Labour’s economic policies, which would represent one of the most radical assaults on capitalism seen in a major western economy, include nationalizing the rail, utility and water companies, confiscating 10% of big companies’ shares, a move to a four-day week and higher taxes on the wealthy.

McDonnell said a Labour government would establish a series of new commissions to oversee corporate behavior. This would include an overarching business commission containing three separate watchdogs – a companies commission, a finance commission, and an enforcement commission.

McDonnell was speaking as he launched a report, which he said shows the super rich bankroll Prime Minister Boris Johnson in return for tax breaks.

Labour said almost a third of Britain’s 151 billionaires have donated more than 50 million pounds to the Conservatives since 2005 in return for tax breaks for the wealthy and corporations worth 100 billion pounds.

The details of the Conservatives’ wealthy backers are released in a report “In the Pockets of the Few”.

They include former Conservative party treasurer Michael Spencer, businessman Michael Hintze, who has given more than 4 million pounds and theater producer John Gore, who was the party’s biggest donor last year.

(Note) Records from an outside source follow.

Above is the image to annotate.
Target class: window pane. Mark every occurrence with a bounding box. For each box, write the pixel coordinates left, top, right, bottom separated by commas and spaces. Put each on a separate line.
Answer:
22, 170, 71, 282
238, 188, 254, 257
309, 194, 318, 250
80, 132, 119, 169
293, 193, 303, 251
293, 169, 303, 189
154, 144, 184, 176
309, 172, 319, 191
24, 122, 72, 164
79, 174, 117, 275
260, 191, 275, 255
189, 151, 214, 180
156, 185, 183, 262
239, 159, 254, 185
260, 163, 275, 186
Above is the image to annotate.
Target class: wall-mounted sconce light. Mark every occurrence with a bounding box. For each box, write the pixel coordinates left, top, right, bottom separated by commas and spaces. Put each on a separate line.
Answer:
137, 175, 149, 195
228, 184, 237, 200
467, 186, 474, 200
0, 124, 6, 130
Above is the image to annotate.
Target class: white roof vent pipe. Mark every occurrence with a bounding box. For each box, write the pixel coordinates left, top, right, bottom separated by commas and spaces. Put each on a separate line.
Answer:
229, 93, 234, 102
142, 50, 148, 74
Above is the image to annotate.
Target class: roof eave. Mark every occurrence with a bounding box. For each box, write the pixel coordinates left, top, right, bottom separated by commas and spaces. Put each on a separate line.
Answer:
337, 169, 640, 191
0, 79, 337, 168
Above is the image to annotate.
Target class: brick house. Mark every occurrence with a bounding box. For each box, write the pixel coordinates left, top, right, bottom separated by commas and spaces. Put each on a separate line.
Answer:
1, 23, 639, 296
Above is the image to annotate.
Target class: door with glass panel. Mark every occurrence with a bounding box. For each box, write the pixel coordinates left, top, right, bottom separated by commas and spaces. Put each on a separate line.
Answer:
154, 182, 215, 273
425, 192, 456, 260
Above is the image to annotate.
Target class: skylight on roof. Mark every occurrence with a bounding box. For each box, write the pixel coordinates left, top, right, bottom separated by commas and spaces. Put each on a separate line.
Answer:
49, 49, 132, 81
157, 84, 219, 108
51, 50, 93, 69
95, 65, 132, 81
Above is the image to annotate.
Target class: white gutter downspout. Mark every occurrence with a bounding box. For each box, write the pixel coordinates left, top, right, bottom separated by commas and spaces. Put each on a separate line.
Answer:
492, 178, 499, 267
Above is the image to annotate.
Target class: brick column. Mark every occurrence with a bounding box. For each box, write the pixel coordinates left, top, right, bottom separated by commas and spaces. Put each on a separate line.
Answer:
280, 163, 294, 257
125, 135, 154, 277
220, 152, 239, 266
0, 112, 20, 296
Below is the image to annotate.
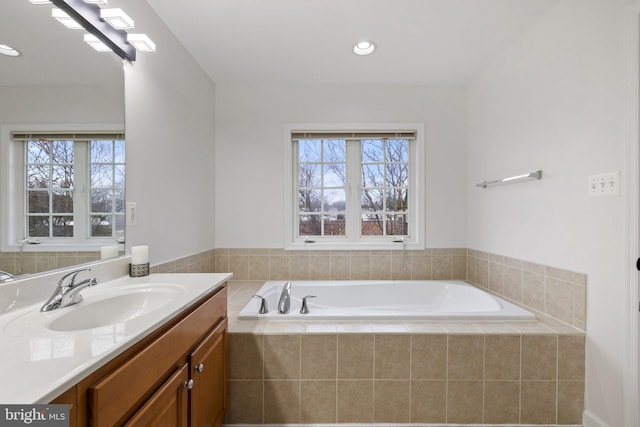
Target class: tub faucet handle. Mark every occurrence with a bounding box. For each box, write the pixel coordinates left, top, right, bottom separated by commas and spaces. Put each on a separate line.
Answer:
252, 295, 269, 314
300, 295, 317, 314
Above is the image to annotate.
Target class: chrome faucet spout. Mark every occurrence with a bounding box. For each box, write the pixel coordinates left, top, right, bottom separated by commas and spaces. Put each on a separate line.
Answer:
0, 270, 15, 284
40, 268, 98, 312
277, 282, 291, 314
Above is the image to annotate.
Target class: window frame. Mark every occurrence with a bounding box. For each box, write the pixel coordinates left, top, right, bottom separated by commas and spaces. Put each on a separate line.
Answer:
0, 124, 125, 252
284, 123, 425, 250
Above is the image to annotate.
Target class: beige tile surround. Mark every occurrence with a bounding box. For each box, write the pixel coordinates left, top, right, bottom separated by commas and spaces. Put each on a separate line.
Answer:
0, 251, 103, 276
152, 247, 586, 426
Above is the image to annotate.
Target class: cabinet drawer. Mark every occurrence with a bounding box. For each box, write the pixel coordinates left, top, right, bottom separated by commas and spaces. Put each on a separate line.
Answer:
88, 286, 227, 427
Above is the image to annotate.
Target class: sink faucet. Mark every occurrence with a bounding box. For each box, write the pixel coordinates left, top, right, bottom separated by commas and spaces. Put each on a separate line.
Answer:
277, 282, 291, 314
40, 268, 98, 312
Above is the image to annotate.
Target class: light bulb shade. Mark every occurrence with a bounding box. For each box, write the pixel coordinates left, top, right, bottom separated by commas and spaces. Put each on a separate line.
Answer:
84, 34, 112, 52
100, 8, 134, 30
127, 34, 156, 52
83, 0, 108, 4
52, 8, 84, 29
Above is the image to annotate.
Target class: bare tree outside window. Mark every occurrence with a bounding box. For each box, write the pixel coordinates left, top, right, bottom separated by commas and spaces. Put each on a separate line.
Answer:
90, 140, 125, 238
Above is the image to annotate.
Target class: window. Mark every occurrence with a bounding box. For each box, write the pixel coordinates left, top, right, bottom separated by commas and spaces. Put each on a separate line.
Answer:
285, 124, 425, 249
4, 131, 125, 249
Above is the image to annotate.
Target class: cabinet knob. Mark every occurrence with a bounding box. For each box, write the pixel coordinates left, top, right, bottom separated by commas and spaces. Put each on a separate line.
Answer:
184, 379, 194, 390
195, 363, 204, 373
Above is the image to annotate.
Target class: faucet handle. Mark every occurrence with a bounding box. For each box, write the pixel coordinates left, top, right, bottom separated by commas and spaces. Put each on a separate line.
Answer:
58, 268, 92, 287
300, 295, 317, 314
252, 295, 269, 314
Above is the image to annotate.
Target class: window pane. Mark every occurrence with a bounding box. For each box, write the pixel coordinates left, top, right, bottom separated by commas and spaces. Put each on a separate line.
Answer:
114, 140, 125, 163
28, 216, 49, 237
386, 188, 408, 212
386, 214, 408, 235
361, 214, 384, 235
91, 165, 113, 188
298, 140, 322, 163
115, 214, 125, 238
361, 189, 383, 212
299, 214, 321, 236
362, 139, 384, 162
299, 189, 321, 212
362, 164, 384, 187
323, 164, 345, 187
52, 191, 73, 213
27, 141, 50, 163
114, 190, 125, 213
324, 189, 345, 212
27, 165, 49, 189
91, 140, 113, 163
91, 215, 112, 237
50, 141, 73, 164
28, 191, 49, 213
52, 165, 73, 189
114, 165, 125, 188
323, 140, 345, 162
298, 163, 320, 188
386, 139, 409, 162
52, 215, 73, 237
323, 214, 345, 236
91, 189, 113, 213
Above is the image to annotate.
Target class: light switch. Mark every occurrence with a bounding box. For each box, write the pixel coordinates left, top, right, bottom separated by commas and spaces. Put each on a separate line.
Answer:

The British public largely support Labour’s criticism of the super rich. More than half of voters say that nobody should be a billionaire and three quarters believe the richest should pay more tax, according to a YouGov poll.

McDonnell also said Labour will separate the Big Four’s audit businesses from other non-audit services such as consulting. He said a new statutory body would conduct audits of all financial services companies.